We dust ourselves off and begin to make our way back to Yamaku as the sun finally begins to sink over the horizon. As we walk together in comfortable silence, ideas begin to swim through my head. Tanabata is coming up, after all...



“You And I Both” is a song by Jason Mraz.

Re: You And I Both (Shizune)

Posted: Mon Mar 19, 2012 2:01 pm
by Cally
Already said this on /vg/ before, but once more can't hurt - really like this story, more Shizune is always a good thing! :D

Re: You And I Both (Shizune)

Posted: Mon Mar 19, 2012 6:58 pm
by stanman237
Great story but try to use prose form instead of a script form because its not a VN or a play

Re: You And I Both (Shizune)

Posted: Tue Mar 20, 2012 4:54 am
by Scissorlips
Cally wrote:Already said this on /vg/ before, but once more can't hurt - really like this story, more Shizune is always a good thing! :D
Once more definitely can't hurt. Thank you very much, you can count on more Shizune from me.
stanman237 wrote:Great story but try to use prose form instead of a script form because its not a VN or a play
Thank you for reading. Personally I thought it was in first-person present tense prose and not script, but it's been about five years since I wrote anything before this period so I may be a bit rusty on technical details.

I don't know the etiquette of posting new threads, so I may post another story in a few days to a week's time, I don't want to shove my work in people's faces. Everything I have done so far is in my pastebin, I would gladly take feedback from any of them here if anyone so desires.
Enough attention whoring on my end.

Re: You And I Both (Shizune)

Posted: Tue Mar 20, 2012 11:10 pm
by Rikabro
I'm not sure what the guy who accused you of writing in script was getting at.

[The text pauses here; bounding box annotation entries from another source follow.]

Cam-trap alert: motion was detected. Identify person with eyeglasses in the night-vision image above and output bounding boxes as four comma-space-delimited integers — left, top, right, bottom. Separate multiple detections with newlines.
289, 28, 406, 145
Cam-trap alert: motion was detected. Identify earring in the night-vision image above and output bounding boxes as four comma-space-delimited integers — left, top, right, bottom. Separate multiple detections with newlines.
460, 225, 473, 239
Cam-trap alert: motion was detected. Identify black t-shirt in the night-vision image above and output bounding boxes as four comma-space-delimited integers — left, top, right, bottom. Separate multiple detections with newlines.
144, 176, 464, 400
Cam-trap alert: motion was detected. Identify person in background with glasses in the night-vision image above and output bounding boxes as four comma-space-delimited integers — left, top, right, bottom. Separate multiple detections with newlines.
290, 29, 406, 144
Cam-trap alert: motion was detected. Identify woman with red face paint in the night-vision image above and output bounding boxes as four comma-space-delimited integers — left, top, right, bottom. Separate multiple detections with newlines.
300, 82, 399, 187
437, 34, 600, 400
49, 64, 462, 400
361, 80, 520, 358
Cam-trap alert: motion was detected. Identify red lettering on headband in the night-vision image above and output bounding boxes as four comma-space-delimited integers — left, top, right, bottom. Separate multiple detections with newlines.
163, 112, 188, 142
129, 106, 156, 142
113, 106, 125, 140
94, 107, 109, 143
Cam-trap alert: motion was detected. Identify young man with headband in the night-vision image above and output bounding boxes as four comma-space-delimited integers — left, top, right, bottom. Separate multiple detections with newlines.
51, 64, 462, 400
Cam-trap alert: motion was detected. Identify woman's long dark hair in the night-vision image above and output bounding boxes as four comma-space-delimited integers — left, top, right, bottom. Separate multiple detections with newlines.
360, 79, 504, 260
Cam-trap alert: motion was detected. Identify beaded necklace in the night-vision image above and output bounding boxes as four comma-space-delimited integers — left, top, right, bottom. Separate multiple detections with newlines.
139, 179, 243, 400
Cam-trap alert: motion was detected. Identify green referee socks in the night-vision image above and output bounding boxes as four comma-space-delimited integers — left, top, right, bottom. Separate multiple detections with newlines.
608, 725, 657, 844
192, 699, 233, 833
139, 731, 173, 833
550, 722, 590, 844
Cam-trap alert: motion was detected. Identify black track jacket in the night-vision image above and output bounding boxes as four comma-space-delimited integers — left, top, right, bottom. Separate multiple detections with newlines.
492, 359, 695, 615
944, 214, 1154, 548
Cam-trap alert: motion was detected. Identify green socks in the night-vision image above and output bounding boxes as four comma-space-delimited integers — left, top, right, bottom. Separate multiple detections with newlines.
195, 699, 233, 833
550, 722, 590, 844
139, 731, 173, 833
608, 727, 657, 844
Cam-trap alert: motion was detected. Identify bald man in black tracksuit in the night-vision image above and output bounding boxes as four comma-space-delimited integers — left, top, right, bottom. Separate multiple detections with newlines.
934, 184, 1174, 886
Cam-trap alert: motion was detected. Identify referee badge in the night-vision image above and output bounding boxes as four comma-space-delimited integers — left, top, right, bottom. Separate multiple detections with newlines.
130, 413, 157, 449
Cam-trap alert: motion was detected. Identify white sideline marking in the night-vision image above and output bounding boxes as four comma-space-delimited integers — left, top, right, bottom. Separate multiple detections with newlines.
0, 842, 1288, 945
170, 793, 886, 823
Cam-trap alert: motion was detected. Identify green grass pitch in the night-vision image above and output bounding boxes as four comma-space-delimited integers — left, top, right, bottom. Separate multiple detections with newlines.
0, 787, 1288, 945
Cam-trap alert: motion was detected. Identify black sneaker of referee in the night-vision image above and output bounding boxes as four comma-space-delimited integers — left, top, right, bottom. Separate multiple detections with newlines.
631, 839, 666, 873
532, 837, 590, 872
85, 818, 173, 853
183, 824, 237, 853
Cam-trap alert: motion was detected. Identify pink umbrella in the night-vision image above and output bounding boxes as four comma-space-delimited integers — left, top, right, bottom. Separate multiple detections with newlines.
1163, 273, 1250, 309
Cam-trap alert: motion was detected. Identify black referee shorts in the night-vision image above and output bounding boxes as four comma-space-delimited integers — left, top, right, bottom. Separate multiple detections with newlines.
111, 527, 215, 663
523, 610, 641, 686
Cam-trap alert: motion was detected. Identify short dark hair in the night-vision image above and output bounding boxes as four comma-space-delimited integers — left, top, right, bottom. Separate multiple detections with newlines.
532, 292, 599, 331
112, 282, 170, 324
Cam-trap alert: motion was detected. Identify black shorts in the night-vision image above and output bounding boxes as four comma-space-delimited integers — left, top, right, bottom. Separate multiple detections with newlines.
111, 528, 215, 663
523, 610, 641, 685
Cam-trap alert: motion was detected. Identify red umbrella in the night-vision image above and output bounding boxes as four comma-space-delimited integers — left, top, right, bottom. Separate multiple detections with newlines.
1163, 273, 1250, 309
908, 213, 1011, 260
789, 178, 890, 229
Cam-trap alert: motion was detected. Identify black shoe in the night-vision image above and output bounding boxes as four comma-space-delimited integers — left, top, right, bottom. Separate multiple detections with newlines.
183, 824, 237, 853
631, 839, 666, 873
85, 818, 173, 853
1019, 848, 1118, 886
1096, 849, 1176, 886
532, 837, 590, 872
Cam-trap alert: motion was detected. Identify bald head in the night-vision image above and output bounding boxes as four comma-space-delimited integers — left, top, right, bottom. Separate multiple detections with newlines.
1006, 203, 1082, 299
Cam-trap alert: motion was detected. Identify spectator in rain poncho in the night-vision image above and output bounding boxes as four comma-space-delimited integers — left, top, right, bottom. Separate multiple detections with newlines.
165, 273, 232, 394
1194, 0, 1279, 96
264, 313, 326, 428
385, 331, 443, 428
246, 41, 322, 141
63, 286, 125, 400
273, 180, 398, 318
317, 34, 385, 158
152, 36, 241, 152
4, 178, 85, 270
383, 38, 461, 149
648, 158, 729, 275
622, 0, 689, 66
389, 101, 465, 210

This is pretty clearly a prose style.

There are a lot of things I love about this story.

First, I love Hisao's introspection. I love how he reflects on Shizune, on his surroundings, internalizes them, etc. It's my favourite kind of first-person narrative and it really makes him come alive.

Second, I love how Hisao actually has heart problems for a change. Shizune's route didn't really play up that angle at all.

Finally, I was not prepared for Shizune's tender moment when she revealed what her prize would be. And it gave way to what was really a touching moment between them. I think the actual Shizune route was seriously lacking in that kind of bonding between Shizune and Hisao. Glad to see it supplemented in so many of the fan creations.

I think you made me enjoy Shizune more than I used to.

Glad to see you posting here, Scissorlips. It's fun watching the KS General pastebinners migrate here one by one. Looking forward to a lot more of your work.

Re: You And I Both (Shizune)

Posted: Wed Mar 21, 2012 12:39 am
by bradpara
Rikabro wrote: I think the actual Shizune route was seriously lacking in that kind of bonding between Shizune and Hisao. Glad to see it supplemented in so many of the fan creations.

I think you made me enjoy Shizune more than I used to.

Glad to see you posting here, Scissorlips. It's fun watching the KS General pastebinners migrate here one by one. Looking forward to a lot more of your work.
Well I am of the opinion that there actually a good deal of bonding in Shizune's route, you simply have to squint a little and read between the lines in order to see it. But this Shizubro has assaulted that deceased equine a few too many times.

I you haven't already please check out "Weekend at Hisao's" aby themocaw, "Shizune's Epilouge" that you could probably find in a lot of places and my fic "Family Game Night" also on this site. If you want to see more Shizune stories.